Why Should Defense Spending Be Sancrosanct?
Whether or not the Obama administration’s spending “freeze” is a hatchet or a scalpel — see Rachel Maddow’s grilling of vice-presidential economist Jared Bernstein yesterday — defense spending is going to be unaffected. Why in the world should that be?
Not a single defense wonk believes that the $663 billion defense budget contains only necessary spending. You can find some who believe as an article of faith that defense spending should always increase. But those guys are mocked by the smarter think tanks at places like the Center for Strategic and Budgetary Assessments. In fact, check out this October assessment from CSBA’s Todd Harrison comparing the Pentagon to General Motors:
Another similarity between the two is that both organizations are in a period of disruptive change in the competitive environment. In GM’s case, its market share rapidly eroded as gas prices climbed higher, the economy slowed, and consumers turned to smaller, more fuel-efficient vehicles. GM found itself building a fleet of SUVs and trucks that consumers did not want and could not afford. Similarly, DoD now finds itself saddled with a number of weapon programs whose capabilities are ill-suited for the types of conflict the military currently faces and whose costs have risen beyond what the Department can afford. Many of the new weapons being funded today are optimized for middle-of-the- spectrum conflicts—that is, conventional, military-on-military conflicts such as Operation Desert Storm in 1991. But adversaries are well aware of the United States’ overwhelming advantage in the middle and are instead moving to either end of the spectrum: irregular warfare on one end and high-end, asymmetric warfare on the other. The challenge for DoD, as it was for GM, is that the competition is adapting faster than it can keep up.

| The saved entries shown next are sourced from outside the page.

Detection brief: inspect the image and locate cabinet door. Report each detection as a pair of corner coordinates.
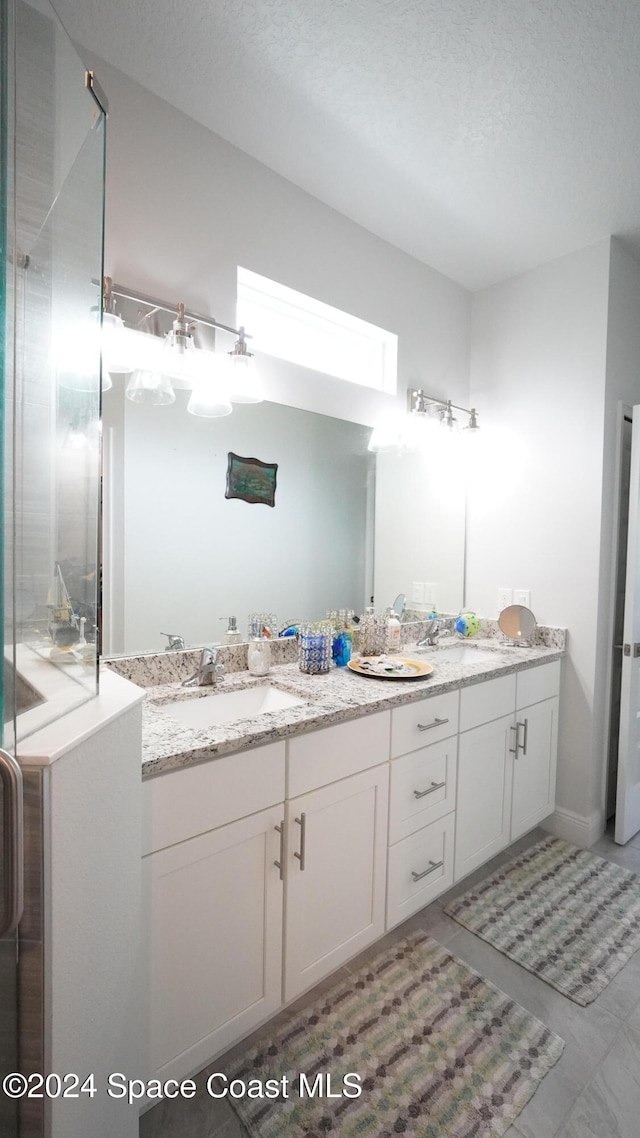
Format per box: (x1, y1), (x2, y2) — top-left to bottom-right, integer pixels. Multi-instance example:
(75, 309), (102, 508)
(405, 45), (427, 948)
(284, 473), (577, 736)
(455, 714), (514, 882)
(284, 765), (388, 1002)
(511, 696), (558, 840)
(145, 804), (284, 1081)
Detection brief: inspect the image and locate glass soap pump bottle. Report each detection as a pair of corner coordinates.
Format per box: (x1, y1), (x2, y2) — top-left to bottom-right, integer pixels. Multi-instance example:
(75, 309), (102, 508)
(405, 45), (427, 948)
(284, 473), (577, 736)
(220, 616), (242, 644)
(386, 606), (401, 653)
(247, 637), (271, 676)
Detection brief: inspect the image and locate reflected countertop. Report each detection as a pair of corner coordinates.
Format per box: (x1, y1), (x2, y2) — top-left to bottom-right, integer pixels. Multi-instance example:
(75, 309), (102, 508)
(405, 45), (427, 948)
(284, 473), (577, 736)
(140, 636), (564, 779)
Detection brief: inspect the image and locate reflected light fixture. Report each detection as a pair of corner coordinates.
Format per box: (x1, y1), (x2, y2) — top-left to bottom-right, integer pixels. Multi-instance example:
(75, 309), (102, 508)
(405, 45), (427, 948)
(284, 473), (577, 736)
(368, 388), (480, 453)
(227, 327), (264, 403)
(100, 277), (263, 418)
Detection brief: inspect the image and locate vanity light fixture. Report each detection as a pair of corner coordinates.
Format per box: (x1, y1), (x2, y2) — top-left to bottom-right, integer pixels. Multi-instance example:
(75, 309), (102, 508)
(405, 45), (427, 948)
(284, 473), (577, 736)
(99, 277), (263, 417)
(368, 389), (480, 453)
(407, 388), (480, 432)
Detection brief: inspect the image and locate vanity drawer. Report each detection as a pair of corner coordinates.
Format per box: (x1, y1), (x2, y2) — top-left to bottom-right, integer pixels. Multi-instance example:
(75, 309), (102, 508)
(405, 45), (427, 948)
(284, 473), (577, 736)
(288, 712), (390, 797)
(389, 738), (457, 843)
(390, 691), (458, 758)
(459, 673), (516, 733)
(386, 813), (455, 929)
(516, 659), (561, 709)
(142, 741), (286, 855)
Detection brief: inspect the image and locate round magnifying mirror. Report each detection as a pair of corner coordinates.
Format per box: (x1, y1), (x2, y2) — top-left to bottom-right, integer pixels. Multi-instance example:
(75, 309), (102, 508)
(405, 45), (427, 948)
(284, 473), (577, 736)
(498, 604), (537, 644)
(392, 593), (407, 620)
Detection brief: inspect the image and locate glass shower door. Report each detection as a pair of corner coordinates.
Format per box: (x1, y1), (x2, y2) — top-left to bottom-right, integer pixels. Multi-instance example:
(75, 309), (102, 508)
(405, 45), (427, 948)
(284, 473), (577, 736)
(1, 0), (20, 1130)
(1, 1), (106, 1132)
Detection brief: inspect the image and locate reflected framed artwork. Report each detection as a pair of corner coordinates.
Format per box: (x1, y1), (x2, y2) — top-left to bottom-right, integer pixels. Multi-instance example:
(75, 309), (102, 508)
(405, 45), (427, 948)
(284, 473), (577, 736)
(225, 452), (278, 507)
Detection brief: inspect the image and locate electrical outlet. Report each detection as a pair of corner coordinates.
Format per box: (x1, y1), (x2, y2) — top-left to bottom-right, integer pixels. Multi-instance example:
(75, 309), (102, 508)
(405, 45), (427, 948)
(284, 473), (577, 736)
(411, 581), (425, 604)
(514, 589), (531, 608)
(497, 587), (513, 612)
(423, 582), (436, 608)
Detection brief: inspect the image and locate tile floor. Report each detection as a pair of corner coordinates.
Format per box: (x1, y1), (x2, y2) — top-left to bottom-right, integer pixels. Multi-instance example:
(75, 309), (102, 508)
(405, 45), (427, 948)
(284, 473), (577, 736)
(140, 824), (640, 1138)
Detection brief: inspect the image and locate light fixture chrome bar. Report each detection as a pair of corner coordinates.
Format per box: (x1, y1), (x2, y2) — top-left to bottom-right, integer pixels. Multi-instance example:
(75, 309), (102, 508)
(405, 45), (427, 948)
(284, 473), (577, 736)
(103, 278), (251, 340)
(407, 387), (479, 428)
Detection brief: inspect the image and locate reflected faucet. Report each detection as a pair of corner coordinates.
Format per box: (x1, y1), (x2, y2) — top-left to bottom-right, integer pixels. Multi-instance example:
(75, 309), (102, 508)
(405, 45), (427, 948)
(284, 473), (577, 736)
(416, 617), (455, 648)
(182, 647), (225, 687)
(162, 632), (186, 651)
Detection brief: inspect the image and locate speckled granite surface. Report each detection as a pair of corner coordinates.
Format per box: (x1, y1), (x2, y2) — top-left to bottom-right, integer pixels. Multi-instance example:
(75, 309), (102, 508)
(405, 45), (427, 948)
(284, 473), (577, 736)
(136, 633), (565, 779)
(104, 621), (566, 688)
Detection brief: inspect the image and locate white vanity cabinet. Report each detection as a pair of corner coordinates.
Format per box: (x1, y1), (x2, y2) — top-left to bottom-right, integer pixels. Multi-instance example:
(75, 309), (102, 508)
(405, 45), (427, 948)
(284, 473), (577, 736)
(455, 661), (560, 881)
(284, 713), (390, 1001)
(141, 656), (562, 1083)
(386, 692), (458, 928)
(142, 742), (286, 1081)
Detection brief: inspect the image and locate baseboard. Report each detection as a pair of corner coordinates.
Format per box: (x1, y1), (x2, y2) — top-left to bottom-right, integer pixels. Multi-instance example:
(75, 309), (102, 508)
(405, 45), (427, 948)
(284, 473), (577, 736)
(542, 807), (603, 849)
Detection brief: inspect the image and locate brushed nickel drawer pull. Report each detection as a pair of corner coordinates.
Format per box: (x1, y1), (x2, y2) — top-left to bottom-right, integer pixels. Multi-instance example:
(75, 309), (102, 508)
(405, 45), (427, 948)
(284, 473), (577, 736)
(509, 723), (519, 756)
(274, 821), (284, 880)
(417, 717), (449, 732)
(411, 858), (443, 882)
(413, 779), (446, 799)
(294, 813), (306, 871)
(518, 718), (529, 756)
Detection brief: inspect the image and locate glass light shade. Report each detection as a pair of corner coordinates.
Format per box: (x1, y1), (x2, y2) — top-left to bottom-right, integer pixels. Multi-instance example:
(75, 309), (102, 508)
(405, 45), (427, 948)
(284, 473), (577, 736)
(54, 317), (110, 393)
(367, 412), (406, 453)
(125, 368), (175, 406)
(102, 312), (135, 374)
(160, 328), (200, 389)
(228, 351), (263, 404)
(187, 356), (232, 417)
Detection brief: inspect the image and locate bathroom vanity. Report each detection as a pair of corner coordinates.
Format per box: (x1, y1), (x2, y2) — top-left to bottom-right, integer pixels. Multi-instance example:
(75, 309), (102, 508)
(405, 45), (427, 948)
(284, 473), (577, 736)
(128, 635), (563, 1084)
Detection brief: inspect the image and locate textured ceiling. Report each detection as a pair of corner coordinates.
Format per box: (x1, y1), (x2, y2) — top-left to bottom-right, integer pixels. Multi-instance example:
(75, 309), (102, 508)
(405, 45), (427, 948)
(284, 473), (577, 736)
(52, 0), (640, 289)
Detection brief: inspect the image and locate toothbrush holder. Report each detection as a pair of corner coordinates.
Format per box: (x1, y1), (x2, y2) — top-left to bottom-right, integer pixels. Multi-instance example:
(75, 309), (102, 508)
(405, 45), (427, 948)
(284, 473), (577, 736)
(298, 623), (332, 675)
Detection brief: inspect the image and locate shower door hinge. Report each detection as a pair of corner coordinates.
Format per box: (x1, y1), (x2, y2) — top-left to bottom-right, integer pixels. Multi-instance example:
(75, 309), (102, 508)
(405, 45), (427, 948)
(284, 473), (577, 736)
(85, 70), (109, 116)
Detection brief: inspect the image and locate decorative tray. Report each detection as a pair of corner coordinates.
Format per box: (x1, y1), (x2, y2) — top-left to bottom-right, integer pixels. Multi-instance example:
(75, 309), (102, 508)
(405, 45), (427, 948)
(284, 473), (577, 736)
(347, 655), (434, 680)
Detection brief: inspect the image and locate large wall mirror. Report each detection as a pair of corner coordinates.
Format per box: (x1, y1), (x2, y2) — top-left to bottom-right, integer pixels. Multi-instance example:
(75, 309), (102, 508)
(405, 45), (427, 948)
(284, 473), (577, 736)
(102, 386), (466, 656)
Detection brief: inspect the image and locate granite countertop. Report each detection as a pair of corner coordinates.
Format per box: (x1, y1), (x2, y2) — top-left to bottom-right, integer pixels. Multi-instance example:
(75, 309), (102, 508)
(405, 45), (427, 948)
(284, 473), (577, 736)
(140, 636), (564, 779)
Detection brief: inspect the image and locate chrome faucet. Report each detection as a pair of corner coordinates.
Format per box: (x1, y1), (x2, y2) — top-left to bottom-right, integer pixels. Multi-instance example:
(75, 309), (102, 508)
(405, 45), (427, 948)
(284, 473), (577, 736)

Harrison’s specific solution is to rein in personnel costs — veterans’ healthcare, for instance — as much as to tackle useless defense platforms and unrealistic research and development costs. But the broader point is that he’s willing to have an adult conversation about defense spending and the Obama administration isn’t. It’s telling that the most important force in the Obama administration for rebalancing defense priorities is a holdover Republican defense secretary.